She stuck her head through the kitchen door, startling the chef.
‘I’m sorry,’ she said. ‘I wanted to say goodbye to the girl. The writer.’
‘She’s gone,’ said the chef.’ Her shift is over.’
Miranda paid the bill and walked out into the night. That girl with her crushed clothes and notebooks had caught her red-handed, loosening her foothold on what she thought she wanted. She wondered if the girl would go home and write about the strange woman in the expensive red dress she had met in the café, eating coffee and cake alone, talking about how her life hadn’t turned out the way she planned.
‘Don’t die from it,’ she had said. ‘Live.’
Miranda went home and made a cake. Teacake with sugared apples. The smell of cinnamon and creamed butter filled her apartment. She ate it warm with her fingers, spilling crumbs on the red dress. She bought an airline ticket online. To her home town. One way.

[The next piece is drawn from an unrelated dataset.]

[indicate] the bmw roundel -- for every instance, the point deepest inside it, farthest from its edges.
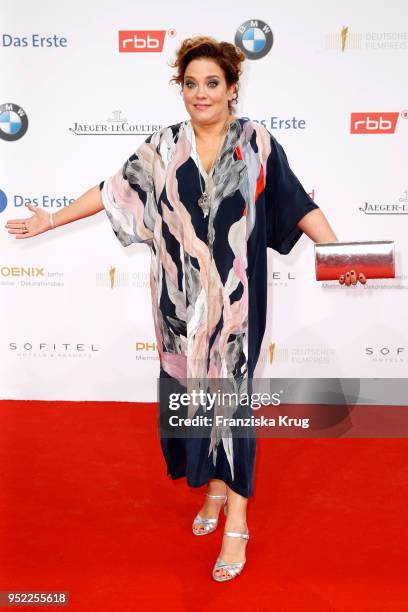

In the morning she would call her boss and resign. In the morning she would pack up all her designer gear, the meaningless, vapid, extravagant mess of it and take it to a thrift store. In the morning she would forget to blow dry her hair and would wash her face with soap. In the morning she would cancel her weekly manicure. In the morning she would fire her personal trainer. In the morning she would go for a walk along the river. In the morning she would read The Daily Telegraph and not The Financial Review. In the morning she would tell her mother she was coming for a visit and that she’d like some of her ginger cake. In the morning she would smile at a new day. In the morning she would listen to the birds sing. In the morning she would remember things long forgotten. In the morning she would begin to live.
Excellently done. From zombie to person in a post. I liked it.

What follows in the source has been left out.